Era um mês de julho realmente frio, e o aquecedor da minha casa acabou por arrebentar de maneira fatal. Não tinha mais conserto, sendo assim não tinha como eu sobreviver. Estava frio mesmo! Saí a procura de uma nova "casa", e assim conheci um senhor bem simpático. Seu nome era Claus... Claus Voldern. Ele estava alugando um apartamento durante a época de frio. Aparentemente ele tinha um lugar bem confortante e quente à oferecer. 

Pedi a ele que me apresentasse o tal lugar. À primeira vista era um local decadente: um pequeno e simples prédio com 3 andares. A fachada era de um marrom deprimente de tão desgastado. Claus me levou até o interior do prédio. "O meu apartamento é o segundo.", ele disse com uma voz rouca e com sorriso simpático de sempre. Subíamos as escadas até que ouvimos um barulho de algo quebrando vindo do primeiro apartamento. "Não ligue, é apenas o casal do primeiro andar brigando.",Claus disse. "Esses aí manjam dos paranauê sabem como brigar...".

Chegamos ao segundo andar e Claus logo se dirigiu ao apartamento, pedindo para que eu o seguisse.

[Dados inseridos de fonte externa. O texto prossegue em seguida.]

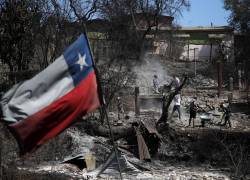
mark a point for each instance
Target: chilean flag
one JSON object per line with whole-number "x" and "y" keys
{"x": 42, "y": 107}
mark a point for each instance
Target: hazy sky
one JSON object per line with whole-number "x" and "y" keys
{"x": 203, "y": 12}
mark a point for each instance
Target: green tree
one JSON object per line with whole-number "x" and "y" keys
{"x": 17, "y": 21}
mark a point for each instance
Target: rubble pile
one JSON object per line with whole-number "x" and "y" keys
{"x": 199, "y": 81}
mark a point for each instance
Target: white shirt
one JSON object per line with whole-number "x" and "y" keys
{"x": 177, "y": 100}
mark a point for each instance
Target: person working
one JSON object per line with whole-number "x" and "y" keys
{"x": 177, "y": 106}
{"x": 192, "y": 112}
{"x": 156, "y": 84}
{"x": 226, "y": 115}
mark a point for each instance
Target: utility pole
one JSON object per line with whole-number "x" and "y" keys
{"x": 194, "y": 49}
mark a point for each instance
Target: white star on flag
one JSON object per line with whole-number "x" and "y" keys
{"x": 82, "y": 61}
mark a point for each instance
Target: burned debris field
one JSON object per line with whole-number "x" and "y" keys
{"x": 118, "y": 90}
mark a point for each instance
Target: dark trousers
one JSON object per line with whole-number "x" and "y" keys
{"x": 178, "y": 109}
{"x": 227, "y": 120}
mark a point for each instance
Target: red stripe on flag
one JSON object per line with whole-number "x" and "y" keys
{"x": 53, "y": 119}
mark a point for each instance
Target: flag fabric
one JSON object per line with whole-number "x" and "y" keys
{"x": 40, "y": 108}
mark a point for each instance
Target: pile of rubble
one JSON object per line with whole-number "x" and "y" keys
{"x": 199, "y": 81}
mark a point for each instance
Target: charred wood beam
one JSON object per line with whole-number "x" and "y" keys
{"x": 94, "y": 128}
{"x": 167, "y": 101}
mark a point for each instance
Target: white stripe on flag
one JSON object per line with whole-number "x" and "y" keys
{"x": 52, "y": 83}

Definitivamente o apartamento era confortante e quente. Me senti como "um pinto no lixo". Conheci o lugar inteiro e por fim fechei o preço com ele. Me saiu bem barato.

No dia seguinte peguei minhas "trouxas" e me levei até o apartamento alugado. Mal arrumei minhas coisas, já me joguei, completamente torto, em cima da grande e fofa cama do apartamento. Como a noite já se estabelecera, um cochilo era mais do que conveniente, então resolvi descansar um pouco. Minha tranquilidade foi interferida por barulhos estranhos. Com o cansaço demasiado, elaborei a hipótese de que era o casal do primeiro andar e deixei por isso.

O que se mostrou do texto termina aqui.